Taylor comes to Elon after three years as an assistant coach at the University of Iowa, with previous head coaching experience at Lehigh University, Ball State University and Belmont Abbey College.
The Elon community welcomed Billy Taylor as the 19th head coach of the university’s men’s basketball coach during a news conference in Schar Center on Tuesday, April 19.
Taylor takes the helm of Elon’s program following three years as an assistant coach at the University of Iowa and with 14 years of head coaching under his belt leading programs including Lehigh University and Ball State University. His move to Elon follows a national search that Director of Athletics Dave Blank said repeatedly pointed to Taylor as the best choice for the university and its student-athletes.
“It kept coming back to the same person,” Blank said to the crowd gathered in the Gill Room to welcome Taylor on Tuesday. “He’s the kind of person you want your kids playing for and he’s the kind of person we want our student-athletes at Elon playing for.”
Taylor has been a part of teams, either as a head coach or on the staff, that have advanced to the NCAA Division I Men’s Basketball Tournament seven times. He spent five years as head coach at Lehigh and six seasons as head coach at Ball State as well as three heading the program at Belmont Abbey College. He started his coaching career at the University of Notre Dame, his alma mater where he was a four-year letterwinner on the men’s basketball team.
Taylor told student-athletes, fans, students, staff and faculty on Tuesday that he’s humbled and honored to be tapped for the Elon position. “We have the ability to win here,” Taylor said. “When I stepped foot on campus, I felt it right away.”
Patriot League Coach of the Year in 2003 and 2004, Taylor led Lehigh to both the regular season and tournament titles in 2004, earning a bid to the NCAA tournament that season. Taylor said he sees the elements in place at Elon that will allow the program to continue to rise in prominence in the years ahead.
“We can win in the Colonial Athletic Association, we can become regionally relevant and we can go on to national prominence,” Taylor said. “We’re ready for that challenge and I know these young men will be ready for that. They have been putting the time in and getting themselves positioned so that we can be something special.

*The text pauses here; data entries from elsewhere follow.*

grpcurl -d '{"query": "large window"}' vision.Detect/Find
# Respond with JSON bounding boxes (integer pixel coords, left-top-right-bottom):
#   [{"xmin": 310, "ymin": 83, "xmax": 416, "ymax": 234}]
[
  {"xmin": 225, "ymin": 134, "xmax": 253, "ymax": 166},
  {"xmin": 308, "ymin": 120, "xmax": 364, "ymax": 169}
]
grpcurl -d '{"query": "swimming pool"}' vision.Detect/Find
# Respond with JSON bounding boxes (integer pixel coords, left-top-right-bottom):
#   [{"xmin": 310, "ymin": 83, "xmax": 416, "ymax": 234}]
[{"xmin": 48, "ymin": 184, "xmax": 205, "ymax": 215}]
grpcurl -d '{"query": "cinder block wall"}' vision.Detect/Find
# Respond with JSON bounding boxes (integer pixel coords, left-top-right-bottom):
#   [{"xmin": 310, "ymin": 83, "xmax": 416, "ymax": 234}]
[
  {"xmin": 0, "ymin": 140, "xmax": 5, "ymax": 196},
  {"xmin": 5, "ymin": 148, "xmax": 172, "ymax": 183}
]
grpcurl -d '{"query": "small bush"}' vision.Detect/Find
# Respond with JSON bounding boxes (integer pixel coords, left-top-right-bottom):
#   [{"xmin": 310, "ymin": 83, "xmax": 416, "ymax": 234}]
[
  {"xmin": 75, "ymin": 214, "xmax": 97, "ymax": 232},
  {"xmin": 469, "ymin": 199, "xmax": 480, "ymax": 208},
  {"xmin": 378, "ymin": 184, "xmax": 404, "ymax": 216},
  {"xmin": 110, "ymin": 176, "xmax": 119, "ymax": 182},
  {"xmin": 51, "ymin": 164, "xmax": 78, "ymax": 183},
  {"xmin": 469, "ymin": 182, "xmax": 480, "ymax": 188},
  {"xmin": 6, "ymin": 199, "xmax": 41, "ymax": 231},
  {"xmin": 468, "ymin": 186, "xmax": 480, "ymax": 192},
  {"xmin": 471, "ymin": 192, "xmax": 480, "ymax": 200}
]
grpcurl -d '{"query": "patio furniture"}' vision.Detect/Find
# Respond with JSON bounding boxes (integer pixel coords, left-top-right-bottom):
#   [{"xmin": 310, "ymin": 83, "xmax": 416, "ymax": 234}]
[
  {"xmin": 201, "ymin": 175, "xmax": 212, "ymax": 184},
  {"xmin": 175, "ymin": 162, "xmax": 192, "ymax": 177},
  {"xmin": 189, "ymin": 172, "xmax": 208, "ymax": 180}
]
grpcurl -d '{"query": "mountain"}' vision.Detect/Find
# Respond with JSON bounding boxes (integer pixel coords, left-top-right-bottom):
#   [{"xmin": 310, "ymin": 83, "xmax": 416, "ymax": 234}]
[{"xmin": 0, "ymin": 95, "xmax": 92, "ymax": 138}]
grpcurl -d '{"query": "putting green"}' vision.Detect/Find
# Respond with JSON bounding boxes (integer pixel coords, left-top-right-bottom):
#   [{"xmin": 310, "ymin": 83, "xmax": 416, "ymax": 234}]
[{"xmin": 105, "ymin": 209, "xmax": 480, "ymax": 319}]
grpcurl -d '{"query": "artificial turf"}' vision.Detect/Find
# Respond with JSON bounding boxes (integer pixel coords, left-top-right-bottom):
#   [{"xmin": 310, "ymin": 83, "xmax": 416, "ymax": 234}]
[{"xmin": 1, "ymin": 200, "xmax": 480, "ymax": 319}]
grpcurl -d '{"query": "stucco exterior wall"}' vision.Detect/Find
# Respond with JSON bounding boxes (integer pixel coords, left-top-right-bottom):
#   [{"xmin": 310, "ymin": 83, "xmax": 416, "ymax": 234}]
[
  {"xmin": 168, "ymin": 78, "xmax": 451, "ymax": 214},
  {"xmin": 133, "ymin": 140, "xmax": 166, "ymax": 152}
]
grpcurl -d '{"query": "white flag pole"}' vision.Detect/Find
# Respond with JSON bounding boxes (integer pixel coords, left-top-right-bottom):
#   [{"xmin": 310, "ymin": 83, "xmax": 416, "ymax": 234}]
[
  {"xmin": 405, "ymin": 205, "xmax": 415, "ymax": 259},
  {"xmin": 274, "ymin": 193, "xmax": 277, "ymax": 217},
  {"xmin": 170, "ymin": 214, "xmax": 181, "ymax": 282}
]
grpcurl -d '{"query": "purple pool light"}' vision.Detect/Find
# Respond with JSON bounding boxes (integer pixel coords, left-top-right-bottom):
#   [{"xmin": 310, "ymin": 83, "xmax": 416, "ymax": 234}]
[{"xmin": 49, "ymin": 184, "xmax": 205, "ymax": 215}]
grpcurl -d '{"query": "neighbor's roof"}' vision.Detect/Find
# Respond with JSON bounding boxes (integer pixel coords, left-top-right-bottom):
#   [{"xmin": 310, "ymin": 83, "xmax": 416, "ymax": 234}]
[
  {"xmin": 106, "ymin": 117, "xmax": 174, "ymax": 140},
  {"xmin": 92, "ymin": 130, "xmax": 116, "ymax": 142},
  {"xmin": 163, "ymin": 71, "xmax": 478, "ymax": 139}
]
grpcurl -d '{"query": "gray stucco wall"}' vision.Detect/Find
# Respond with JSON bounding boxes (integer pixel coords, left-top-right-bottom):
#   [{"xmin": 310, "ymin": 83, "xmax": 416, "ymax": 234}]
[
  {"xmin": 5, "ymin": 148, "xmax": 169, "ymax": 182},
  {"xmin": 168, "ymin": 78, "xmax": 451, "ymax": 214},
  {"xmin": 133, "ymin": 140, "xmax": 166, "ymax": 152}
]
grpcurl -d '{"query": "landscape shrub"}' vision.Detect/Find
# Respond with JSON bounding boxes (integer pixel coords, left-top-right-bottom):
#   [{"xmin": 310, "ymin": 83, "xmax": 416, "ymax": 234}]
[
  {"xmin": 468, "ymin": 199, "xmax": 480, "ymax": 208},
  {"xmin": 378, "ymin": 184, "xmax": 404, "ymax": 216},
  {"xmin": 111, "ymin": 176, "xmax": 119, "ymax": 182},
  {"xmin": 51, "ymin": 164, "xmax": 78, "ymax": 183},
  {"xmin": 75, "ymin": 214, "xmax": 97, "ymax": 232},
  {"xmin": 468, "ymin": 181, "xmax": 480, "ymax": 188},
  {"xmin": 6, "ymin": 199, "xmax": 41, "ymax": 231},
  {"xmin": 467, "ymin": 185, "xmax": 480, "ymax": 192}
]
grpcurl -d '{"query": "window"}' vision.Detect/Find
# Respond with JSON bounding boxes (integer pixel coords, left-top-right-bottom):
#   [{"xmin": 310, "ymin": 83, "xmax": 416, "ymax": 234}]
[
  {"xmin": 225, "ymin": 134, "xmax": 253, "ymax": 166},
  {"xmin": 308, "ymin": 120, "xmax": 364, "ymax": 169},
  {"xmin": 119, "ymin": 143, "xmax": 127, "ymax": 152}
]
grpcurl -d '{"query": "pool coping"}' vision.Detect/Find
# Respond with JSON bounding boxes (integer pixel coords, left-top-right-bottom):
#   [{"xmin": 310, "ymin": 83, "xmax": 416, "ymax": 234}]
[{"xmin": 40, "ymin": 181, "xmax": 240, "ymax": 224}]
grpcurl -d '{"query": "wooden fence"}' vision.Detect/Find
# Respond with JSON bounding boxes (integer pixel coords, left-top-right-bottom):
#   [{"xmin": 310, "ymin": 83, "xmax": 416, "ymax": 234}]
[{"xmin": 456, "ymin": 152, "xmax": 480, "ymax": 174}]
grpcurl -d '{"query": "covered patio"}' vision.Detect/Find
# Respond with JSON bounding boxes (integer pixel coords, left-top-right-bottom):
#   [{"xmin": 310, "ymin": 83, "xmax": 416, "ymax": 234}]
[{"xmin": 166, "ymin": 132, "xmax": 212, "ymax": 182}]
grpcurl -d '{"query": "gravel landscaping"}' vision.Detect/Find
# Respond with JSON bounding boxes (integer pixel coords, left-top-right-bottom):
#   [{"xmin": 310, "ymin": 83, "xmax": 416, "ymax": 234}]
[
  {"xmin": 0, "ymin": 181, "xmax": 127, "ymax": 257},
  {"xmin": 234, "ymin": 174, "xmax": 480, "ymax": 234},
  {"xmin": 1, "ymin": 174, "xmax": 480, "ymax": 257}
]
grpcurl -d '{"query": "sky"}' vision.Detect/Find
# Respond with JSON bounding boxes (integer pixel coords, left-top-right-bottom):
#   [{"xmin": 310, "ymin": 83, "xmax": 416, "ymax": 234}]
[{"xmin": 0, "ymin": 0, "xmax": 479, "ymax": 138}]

“We don’t want to just build it for one year,” Taylor said. “We want sustained excellence, and we want to pursue that excellence over a long period of time.”
During the past three seasons, Taylor and the Iowa Hawkeyes, led by head coach Fran McCaffery, have been a mainstay in the national rankings and NCAA, including winning the 2022 Big Ten Tournament championship. The team won 26 games in 2022, the second-highest single-season win total in program history. During his time at Iowa, the team was led by two-time national player of the year Luka Garza along with Keegan Murray, a finalist for the Wooden Award and Naismith Trophy. Taylor was an assistant coach under McCaffrey at the University of North Carolina at Greensboro from 1999 to 2002.
Part of what attracted Taylor to Elon was the well-rounded and expansive range of experience student-athletes have at the university, what he called “a big picture approach for Elon basketball.” That includes placing an emphasis on academic performance and offering experiences such as internships and study abroad that are not a given for top-tier student-athletes.
Taylor recounted how he spent a summer in an accounting internship when he was a student-athlete at Notre Dame, and the exposure it gave him to the corporate world. Following his graduation with a degree in accounting and computer applications, Taylor earned his CPA license before turning to coaching.
“It’s not just about what we do on the court,” Taylor said. “It’s about when we’re walking through and getting our diplomas, we’re getting internships, we’re having global experiences, we’re having an opportunity to do community service. Those are things that all really matter to me in terms of student-athlete development.”
Taylor and his wife, Avlon, have two daughters, Amia and Gavielle, and a son, Savion, and he thanked his family for their support of him throughout his coaching career, which has often meant moving to a new city every three or four years. He said he’s excited to begin settling into and getting to know the Elon community.
“I see this Elon community coming out and supporting us,” Taylor said. “I know you’ll support our family and make us feel welcome so that we can have a great experience here.”